Il problema è che “c’è ripetitività, la fantasia è l’anima di una campagna elettorale: Obama senza la fantasia sarebbe stato un solo un candidato afroamericano che nessuno considerava. Il problema è riuscire a persuadere. Bisogna avere il coraggio di creare un messaggio in controtendenza, iniziare con una non promessa, ribaltare l’ordine del luogo comune”. Luigi Crespi ricorda quella volta in cui Margaret Thatcher, alla domanda dell’intervistatrice “i nostri telespettatori vorrebbero che lei si alzasse dalla sedia e facesse un salto”, rispose “Perché dovrei volerlo fare? Non vedo alcun motivo per cui dovrei fare un salto. Io ho fatto grandi passi in avanti, non piccoli saltelli in uno studio televisivo”.

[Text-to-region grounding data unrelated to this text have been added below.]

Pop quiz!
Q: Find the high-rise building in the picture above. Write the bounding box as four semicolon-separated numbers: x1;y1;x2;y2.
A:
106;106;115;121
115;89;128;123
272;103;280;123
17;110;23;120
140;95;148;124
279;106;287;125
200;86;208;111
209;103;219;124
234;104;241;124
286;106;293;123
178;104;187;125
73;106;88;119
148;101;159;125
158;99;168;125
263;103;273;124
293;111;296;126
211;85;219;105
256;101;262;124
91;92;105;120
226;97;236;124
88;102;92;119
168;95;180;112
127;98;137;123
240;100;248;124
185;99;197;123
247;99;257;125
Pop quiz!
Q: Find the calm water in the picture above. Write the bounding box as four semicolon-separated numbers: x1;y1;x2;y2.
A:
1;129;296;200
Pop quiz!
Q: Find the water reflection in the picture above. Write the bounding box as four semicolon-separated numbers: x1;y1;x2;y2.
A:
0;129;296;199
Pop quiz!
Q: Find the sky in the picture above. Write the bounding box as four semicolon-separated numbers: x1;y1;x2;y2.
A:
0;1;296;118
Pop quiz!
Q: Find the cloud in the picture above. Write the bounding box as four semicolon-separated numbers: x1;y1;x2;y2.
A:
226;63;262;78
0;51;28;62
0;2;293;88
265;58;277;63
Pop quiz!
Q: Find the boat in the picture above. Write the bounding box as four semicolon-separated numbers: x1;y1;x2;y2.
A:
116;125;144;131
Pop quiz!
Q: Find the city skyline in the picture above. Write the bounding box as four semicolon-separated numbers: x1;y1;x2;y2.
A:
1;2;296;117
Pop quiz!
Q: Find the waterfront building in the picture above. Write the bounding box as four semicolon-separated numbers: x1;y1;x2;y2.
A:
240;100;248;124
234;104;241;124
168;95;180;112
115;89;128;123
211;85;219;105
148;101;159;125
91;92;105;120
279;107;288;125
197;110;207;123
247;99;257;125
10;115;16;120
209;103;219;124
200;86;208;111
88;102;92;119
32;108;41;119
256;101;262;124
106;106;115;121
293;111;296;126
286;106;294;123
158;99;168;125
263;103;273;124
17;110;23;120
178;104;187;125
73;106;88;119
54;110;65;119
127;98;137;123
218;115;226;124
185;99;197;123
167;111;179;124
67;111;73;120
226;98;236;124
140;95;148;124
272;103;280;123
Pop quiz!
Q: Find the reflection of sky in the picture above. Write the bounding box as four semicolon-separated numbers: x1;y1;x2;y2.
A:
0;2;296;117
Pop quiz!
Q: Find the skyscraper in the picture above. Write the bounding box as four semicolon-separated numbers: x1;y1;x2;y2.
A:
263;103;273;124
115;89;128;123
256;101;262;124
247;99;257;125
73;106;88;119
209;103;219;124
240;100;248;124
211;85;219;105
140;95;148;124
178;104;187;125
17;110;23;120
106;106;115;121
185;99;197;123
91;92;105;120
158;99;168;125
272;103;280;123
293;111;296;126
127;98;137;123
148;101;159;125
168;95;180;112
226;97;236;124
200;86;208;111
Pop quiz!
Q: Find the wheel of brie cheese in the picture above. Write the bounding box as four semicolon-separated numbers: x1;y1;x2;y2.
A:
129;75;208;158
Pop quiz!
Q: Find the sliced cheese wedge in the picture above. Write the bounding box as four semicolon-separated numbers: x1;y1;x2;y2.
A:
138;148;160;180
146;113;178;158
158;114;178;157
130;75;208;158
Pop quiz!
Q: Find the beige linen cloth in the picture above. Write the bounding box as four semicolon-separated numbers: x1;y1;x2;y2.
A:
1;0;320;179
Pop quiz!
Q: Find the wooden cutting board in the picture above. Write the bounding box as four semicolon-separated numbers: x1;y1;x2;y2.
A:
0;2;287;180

Ebbene, “questo è un tipo di comunicazione divergente, che però diventa affermativa, nel senso che afferma quello che sei e che va in profondità”. In Italia, continua Crespi, “siamo stati per molti anni, tra il’90 e il 2000, la scuola di comunicazione politica tra le più avanzate e le più apprezzate. Quello che ha fatto Obama con “yes we can”, insieme col rapper Will.I.Am, non è molto diverso dal punto di vista tecnico dagli auguri di Natale di Berlusconi nel 2000″. Poi “sono mancati i soldi e il mercato”. conclude Crespi.